So, we accidentally git commit -a -m "I don't know how to use git".
Or we just missed the fact that after a frantic debugging session, the new commit contain credentials for some particularly important service that shouldn't be there.
We're all humans, after all.
So now we're going to figure out how to minimize the damage.

Scenario One: Nothing seems wrong yet

We noticed in time that something went wrong and haven't done git push yet.
Give yourself a gold star for paying attention, edit the file, do git commit --amend, and enjoy peaceful life.
But that's only if the slip-up happened in the very last commit.
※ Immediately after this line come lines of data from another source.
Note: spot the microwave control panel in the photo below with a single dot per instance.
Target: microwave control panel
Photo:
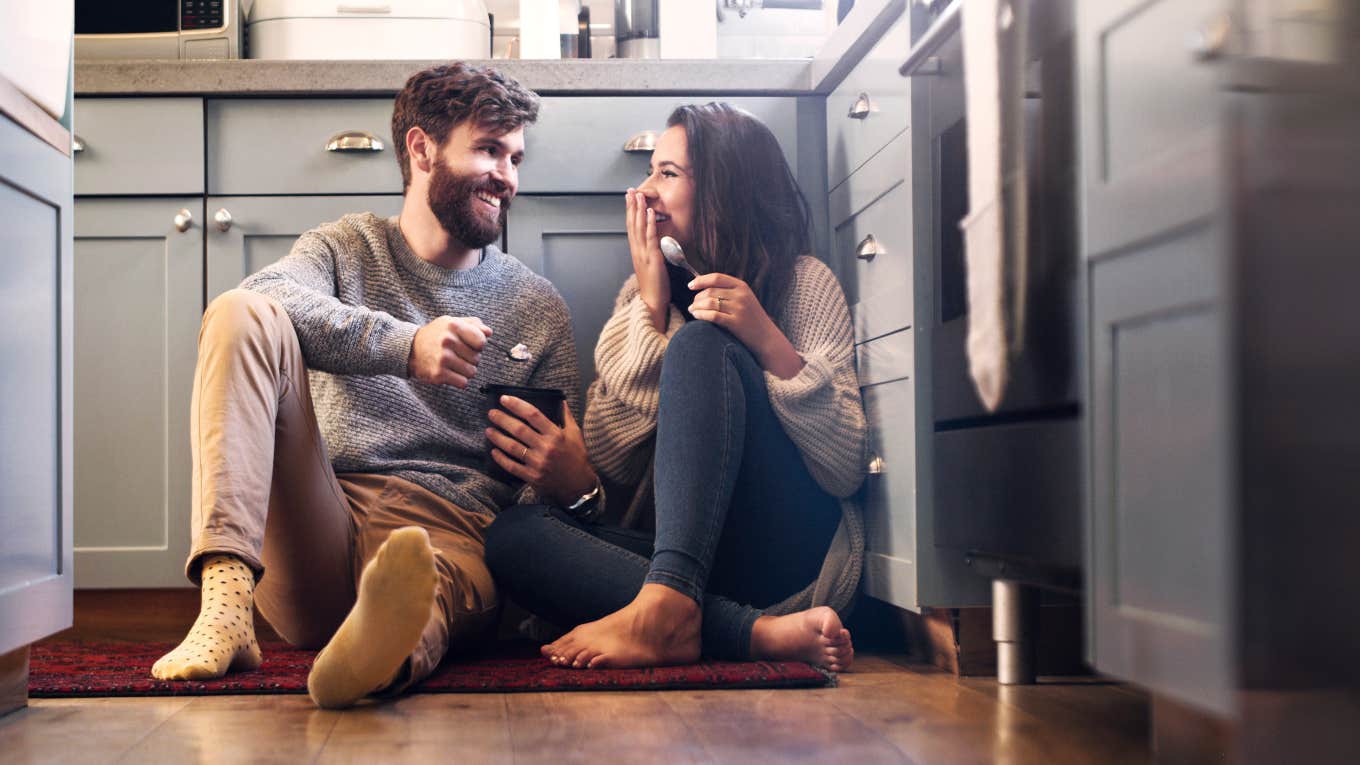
(200, 14)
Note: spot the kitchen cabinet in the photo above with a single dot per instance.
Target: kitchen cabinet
(257, 230)
(1160, 547)
(36, 402)
(1217, 202)
(580, 244)
(138, 301)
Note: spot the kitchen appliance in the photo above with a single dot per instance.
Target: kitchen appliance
(158, 29)
(637, 31)
(1007, 482)
(369, 29)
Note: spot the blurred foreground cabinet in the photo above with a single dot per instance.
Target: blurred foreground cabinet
(1220, 188)
(36, 203)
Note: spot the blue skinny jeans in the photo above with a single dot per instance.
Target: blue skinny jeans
(740, 522)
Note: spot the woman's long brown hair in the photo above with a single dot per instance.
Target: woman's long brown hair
(751, 221)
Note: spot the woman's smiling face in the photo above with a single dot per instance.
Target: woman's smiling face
(669, 187)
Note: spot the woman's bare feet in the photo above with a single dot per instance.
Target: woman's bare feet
(660, 626)
(813, 636)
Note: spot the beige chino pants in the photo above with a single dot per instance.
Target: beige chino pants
(264, 490)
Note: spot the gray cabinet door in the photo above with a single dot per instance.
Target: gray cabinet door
(1160, 538)
(263, 229)
(36, 572)
(581, 245)
(138, 301)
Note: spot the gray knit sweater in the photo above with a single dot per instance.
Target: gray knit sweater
(357, 294)
(819, 407)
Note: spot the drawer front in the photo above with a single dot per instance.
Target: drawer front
(136, 146)
(852, 142)
(279, 146)
(887, 358)
(876, 202)
(577, 143)
(891, 561)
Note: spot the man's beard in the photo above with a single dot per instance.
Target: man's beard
(452, 202)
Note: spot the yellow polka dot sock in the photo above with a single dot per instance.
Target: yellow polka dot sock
(223, 636)
(396, 594)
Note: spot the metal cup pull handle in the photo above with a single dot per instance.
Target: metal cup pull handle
(354, 142)
(641, 142)
(182, 221)
(868, 248)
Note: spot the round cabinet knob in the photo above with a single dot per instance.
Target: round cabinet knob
(861, 108)
(1211, 41)
(868, 248)
(182, 221)
(641, 143)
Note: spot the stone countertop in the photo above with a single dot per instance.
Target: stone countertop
(386, 78)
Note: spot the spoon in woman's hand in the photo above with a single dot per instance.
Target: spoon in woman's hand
(675, 255)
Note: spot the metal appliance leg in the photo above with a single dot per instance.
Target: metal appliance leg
(1015, 624)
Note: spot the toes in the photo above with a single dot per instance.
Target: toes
(577, 656)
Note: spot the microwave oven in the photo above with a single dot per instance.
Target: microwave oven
(158, 29)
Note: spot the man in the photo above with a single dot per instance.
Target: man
(337, 436)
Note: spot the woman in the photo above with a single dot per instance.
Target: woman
(735, 394)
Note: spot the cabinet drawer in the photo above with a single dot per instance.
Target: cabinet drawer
(886, 358)
(850, 140)
(139, 146)
(890, 509)
(577, 143)
(876, 202)
(279, 146)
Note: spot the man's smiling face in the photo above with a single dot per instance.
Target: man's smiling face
(473, 180)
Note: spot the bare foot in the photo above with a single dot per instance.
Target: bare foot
(660, 626)
(813, 636)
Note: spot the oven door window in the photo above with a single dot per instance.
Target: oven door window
(143, 17)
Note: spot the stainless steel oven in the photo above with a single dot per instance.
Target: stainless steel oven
(1007, 482)
(158, 29)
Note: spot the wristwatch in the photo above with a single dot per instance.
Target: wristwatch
(586, 505)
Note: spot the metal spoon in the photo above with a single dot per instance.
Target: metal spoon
(675, 255)
(518, 353)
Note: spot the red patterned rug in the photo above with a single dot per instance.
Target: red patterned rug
(124, 669)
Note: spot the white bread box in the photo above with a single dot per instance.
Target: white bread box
(369, 29)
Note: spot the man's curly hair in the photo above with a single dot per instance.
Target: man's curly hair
(446, 95)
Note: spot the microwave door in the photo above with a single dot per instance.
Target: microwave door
(147, 29)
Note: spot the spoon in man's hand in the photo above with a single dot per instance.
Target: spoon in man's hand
(518, 353)
(675, 255)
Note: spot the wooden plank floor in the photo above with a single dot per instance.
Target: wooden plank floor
(884, 711)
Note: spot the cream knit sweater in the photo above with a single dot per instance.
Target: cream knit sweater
(819, 407)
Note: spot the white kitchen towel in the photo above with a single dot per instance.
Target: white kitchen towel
(994, 229)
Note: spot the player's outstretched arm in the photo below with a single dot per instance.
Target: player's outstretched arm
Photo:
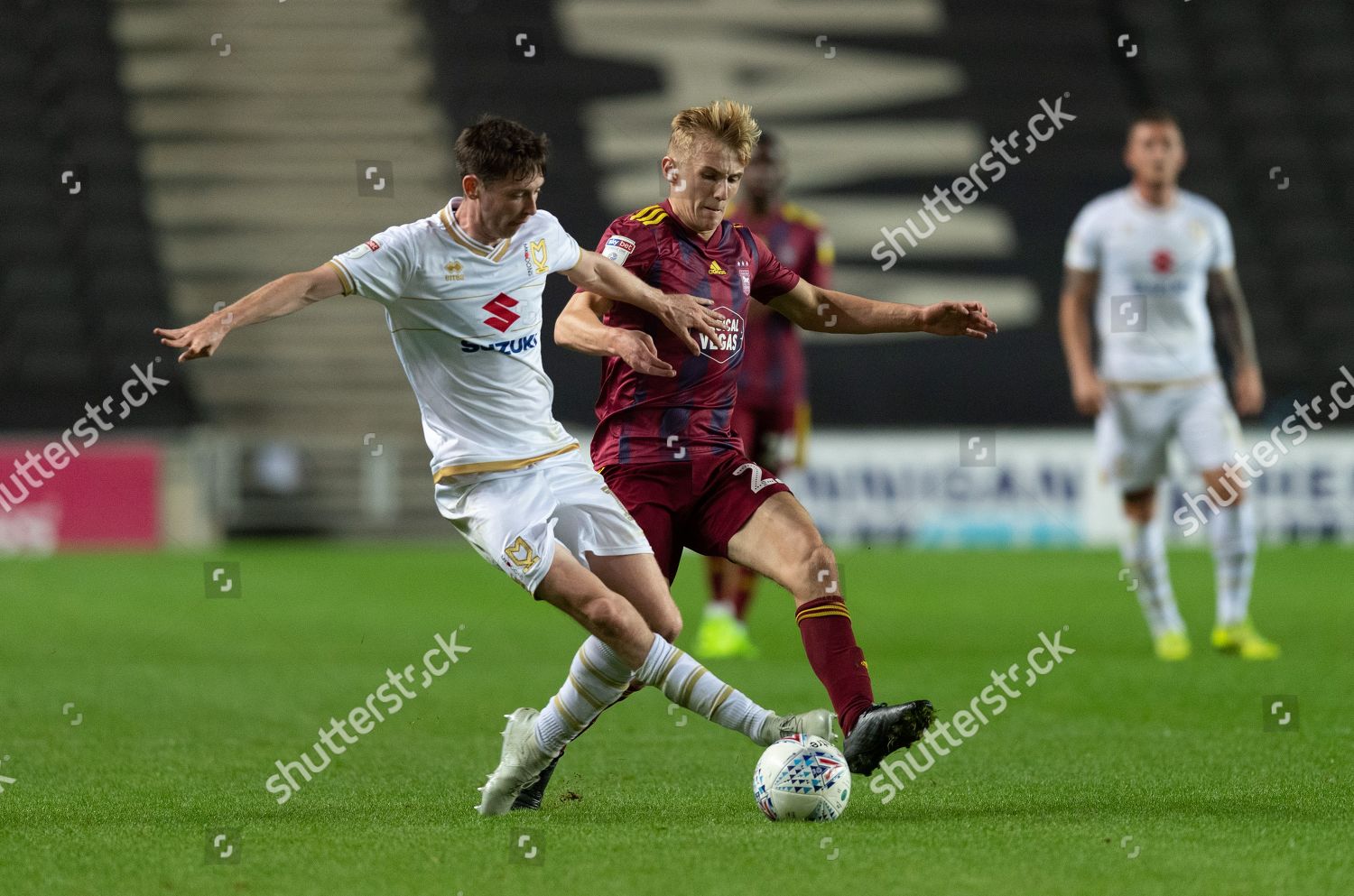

If mistake happened several commits ago and we still haven't done git push, there are two more or less good options.

  • git reset --soft <commit_sha>, edit the file, and create a clean commit again.
  • git rebase -i <commit_sha> and enjoy the thrilling process of an interactive rebase.

Also there is an alternative route using fixups, but you would need to have them in your workflow pipeline from the beginning.

Scenario Two: Why am I an idiot?

We didn't notice in time that something went wrong and did git push anyway.

First of all — any credentials that made it into the public must be revoked as quickly as possible.

Secondly — get ready to get beaten. Maybe even with legs.
To make the beating less intense, do everything from the first case, and then git push --force-with-lease.


Usually, this is where most of the "What to do if I pushed creds to git?" guides end, and where the actual content that I want to share begins.
Highly knowledgeable people know that Git has a reflog, and a rewritten commit still stays on the disk, available for recovery.
And people who make Gitlab know this too, which is why Gitlab periodically runs housekeeping tasks that clean these dangling commits.

To avoid waiting for the janitor to sweep up after you, you can clear the trash in Settings > General > Advanced > Prune unreachable objects.
However, there are cases where this button, despite its dangerous red color, doesn't wipe the dangling commit.
You can check this by trying to open the commit with a direct link. Something like gitlab.example.com/group/project/-/commit/46a9d30f7a7d86adf34299367b0be7ffd0700eb60b079f3cad246c57409bd471

Does it show 404? Everything is fine (relatively). But sometimes it shows the old code, and here they are, our creds in plain text again.

Scenario Three: Oh God, why?

Here we should take a detour and talk about things that aren't in Git, but are in Gitlab. CI/CD and Merge Requests.
Somehow we can see the list of commits, diffs, and all of that in the MR.
And it doesn't go anywhere. Even when the branch is deleted, the MR is closed, and everyone has already forgotten about it.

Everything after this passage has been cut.